Thursday, August 25, 2005
Ebbers Gets Medium Security Prison
Bernard Ebbers, former CEO of WorldCom, has been assigned to a medium security prison to serve his sentence. See Washington Post here and the Securities Litigation Watch here (who were kind enough to alert us to the Post article), Although it should be noted that the particular facility he has been assigned to does have both a medium security section and a "[a]n administrative Federal Detention Center (FDC) with a satellite prison camp that houses minimum security male inmates." See here. Ebbers sentence of 25 years was not only unusually long for a white collar offender, but now the location of serving that sentence (if it is in fact in the medium security facility) presents something new for white collar offenders.
In the past, most white collar offenders were assigned to camps or minimum security facilities.

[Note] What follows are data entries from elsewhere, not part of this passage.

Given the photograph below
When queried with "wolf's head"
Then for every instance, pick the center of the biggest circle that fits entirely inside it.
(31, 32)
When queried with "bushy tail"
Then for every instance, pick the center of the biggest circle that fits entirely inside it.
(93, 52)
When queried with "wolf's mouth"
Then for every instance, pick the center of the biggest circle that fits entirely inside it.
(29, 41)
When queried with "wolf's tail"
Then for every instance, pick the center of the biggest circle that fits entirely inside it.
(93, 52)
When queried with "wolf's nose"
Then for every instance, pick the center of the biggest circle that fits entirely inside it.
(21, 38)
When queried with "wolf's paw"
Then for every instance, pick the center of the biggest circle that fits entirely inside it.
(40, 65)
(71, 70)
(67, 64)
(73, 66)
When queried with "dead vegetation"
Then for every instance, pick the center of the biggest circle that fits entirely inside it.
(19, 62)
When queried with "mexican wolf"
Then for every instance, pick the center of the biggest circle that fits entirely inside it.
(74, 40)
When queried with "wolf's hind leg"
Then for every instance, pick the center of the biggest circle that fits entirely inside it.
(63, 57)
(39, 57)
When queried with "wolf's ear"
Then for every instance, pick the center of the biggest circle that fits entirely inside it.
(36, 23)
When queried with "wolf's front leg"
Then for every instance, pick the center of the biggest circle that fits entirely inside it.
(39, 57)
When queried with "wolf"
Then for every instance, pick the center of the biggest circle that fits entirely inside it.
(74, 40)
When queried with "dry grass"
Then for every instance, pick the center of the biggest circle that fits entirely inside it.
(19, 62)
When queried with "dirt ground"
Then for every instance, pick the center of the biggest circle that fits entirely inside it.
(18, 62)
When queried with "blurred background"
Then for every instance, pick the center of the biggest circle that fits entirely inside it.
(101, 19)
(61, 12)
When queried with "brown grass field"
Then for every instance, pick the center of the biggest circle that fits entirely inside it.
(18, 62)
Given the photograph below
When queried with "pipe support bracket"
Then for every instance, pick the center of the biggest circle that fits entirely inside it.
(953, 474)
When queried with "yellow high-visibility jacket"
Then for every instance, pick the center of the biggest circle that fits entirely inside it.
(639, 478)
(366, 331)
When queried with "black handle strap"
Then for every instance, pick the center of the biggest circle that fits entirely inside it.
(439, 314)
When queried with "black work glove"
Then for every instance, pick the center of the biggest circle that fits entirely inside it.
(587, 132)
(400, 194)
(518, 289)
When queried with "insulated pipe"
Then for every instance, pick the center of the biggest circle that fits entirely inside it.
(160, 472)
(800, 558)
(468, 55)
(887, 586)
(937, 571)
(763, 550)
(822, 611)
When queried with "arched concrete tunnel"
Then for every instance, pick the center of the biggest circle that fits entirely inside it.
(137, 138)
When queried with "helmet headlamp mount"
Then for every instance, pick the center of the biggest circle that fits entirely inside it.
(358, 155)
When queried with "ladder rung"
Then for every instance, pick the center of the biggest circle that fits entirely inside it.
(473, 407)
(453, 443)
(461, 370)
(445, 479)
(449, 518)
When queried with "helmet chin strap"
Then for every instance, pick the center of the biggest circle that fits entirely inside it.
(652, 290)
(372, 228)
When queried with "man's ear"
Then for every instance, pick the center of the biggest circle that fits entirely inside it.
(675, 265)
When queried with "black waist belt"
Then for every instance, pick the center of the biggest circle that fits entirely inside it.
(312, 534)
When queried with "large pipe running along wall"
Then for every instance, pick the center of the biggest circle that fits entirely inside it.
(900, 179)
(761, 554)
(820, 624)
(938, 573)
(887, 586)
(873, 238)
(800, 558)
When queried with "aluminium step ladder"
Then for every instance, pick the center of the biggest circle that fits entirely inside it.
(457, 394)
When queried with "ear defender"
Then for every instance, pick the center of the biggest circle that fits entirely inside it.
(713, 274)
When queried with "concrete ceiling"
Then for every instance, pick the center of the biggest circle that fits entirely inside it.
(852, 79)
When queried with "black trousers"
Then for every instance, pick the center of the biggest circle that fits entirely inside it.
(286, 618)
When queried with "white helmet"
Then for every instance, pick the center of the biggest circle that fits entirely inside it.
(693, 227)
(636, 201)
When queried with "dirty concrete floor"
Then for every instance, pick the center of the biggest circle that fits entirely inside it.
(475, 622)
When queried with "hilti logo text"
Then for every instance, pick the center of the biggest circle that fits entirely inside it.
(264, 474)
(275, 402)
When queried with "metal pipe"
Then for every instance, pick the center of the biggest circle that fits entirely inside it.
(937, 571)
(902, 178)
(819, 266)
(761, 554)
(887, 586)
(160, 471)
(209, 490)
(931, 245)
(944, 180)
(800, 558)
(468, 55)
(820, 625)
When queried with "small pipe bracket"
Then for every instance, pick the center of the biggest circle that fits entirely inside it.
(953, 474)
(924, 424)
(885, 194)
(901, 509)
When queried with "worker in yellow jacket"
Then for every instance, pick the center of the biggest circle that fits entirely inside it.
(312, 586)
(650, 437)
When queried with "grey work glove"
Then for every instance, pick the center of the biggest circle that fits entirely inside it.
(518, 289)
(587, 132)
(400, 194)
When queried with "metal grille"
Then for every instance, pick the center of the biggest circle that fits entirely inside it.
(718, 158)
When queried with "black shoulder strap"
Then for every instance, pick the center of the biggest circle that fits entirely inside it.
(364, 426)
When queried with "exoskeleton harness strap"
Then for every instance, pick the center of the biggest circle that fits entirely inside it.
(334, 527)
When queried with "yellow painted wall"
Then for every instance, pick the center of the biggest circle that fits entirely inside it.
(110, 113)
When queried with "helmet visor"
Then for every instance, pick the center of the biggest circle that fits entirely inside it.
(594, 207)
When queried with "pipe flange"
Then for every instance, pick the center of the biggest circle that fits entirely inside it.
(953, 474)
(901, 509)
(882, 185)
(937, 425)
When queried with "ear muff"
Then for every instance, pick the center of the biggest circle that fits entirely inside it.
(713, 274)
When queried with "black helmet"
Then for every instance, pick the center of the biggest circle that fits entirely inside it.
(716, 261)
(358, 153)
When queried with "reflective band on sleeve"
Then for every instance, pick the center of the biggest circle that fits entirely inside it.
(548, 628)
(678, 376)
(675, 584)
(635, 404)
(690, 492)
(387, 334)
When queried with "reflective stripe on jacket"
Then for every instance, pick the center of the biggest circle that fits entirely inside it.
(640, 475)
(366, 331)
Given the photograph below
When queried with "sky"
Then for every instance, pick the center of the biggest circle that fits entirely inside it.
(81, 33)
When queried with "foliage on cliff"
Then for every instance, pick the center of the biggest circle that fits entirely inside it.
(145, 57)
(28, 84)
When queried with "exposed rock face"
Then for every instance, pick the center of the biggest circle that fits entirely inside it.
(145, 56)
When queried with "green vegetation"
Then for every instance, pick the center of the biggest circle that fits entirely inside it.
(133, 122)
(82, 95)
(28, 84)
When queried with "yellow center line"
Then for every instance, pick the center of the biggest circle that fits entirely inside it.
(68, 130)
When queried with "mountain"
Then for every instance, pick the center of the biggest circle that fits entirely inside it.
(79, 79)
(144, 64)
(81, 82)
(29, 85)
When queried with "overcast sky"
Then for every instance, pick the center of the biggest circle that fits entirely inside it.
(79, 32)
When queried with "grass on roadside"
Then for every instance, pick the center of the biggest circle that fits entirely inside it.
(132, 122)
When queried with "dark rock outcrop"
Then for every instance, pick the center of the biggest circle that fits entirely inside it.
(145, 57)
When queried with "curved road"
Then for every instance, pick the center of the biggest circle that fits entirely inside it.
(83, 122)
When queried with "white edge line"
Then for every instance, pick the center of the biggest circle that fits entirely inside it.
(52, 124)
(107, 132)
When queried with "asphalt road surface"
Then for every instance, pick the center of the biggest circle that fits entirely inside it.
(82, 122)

At the worst they might receive a low security facility. As there was little chance of escape, there was no need to place those convicted of white collar crimes in a prison setting that warranted the level of security needed for someone who had committed a crime of violence.
Camps and minimum security facilities are described by the Federal Bureau of Prisons as follows:
"Minimum security institutions, also known as Federal Prison Camps (FPCs), have dormitory housing, a relatively low staff-to-inmate ratio, and limited or no perimeter fencing. These institutions are work- and program-oriented; and many are located adjacent to larger institutions or on military bases, where inmates help serve the labor needs of the larger institution or base.
"Low security Federal Correctional Institutions (FCIs) have double-fenced perimeters, mostly dormitory or cubicle housing, and strong work and program components. The staff-to-inmate ratio in these institutions is higher than in minimum security facilities."
" Medium security FCIs have strengthened perimeters (often double fences with electronic detection systems), mostly cell-type housing, a wide variety of work and treatment programs, an even higher staff-to-inmate ratio than low security FCIs, and even greater internal controls.
Placement to specific prisons is often premised on the number of years of the defendant's sentence. After all, a person receiving a higher sentence would normally be a greater threat to society.
But the judge in the Ebbers case recognized the distinction here and requested that Ebbers serve his time in a minimum security facility. Unfortunately, the prison officials were not convinced, or unable to make such a designation, and Ebbers has been assigned to serve his sentence in a medium security facility.
With white collar offenders receiving high sentences, and assignment to prisons often being premised upon the length of the sentence, we may find white collar offenders being placed in more secure facilities. But is this really necessary? Do we really have to fear that Bernard Ebbers will escape? And now that he is removed from his position with the company, can he truly hurt individuals? Maybe someone needs to rethink prison assignment in white collar cases to match the offender to the facility as opposed to being matched to the length of the sentence.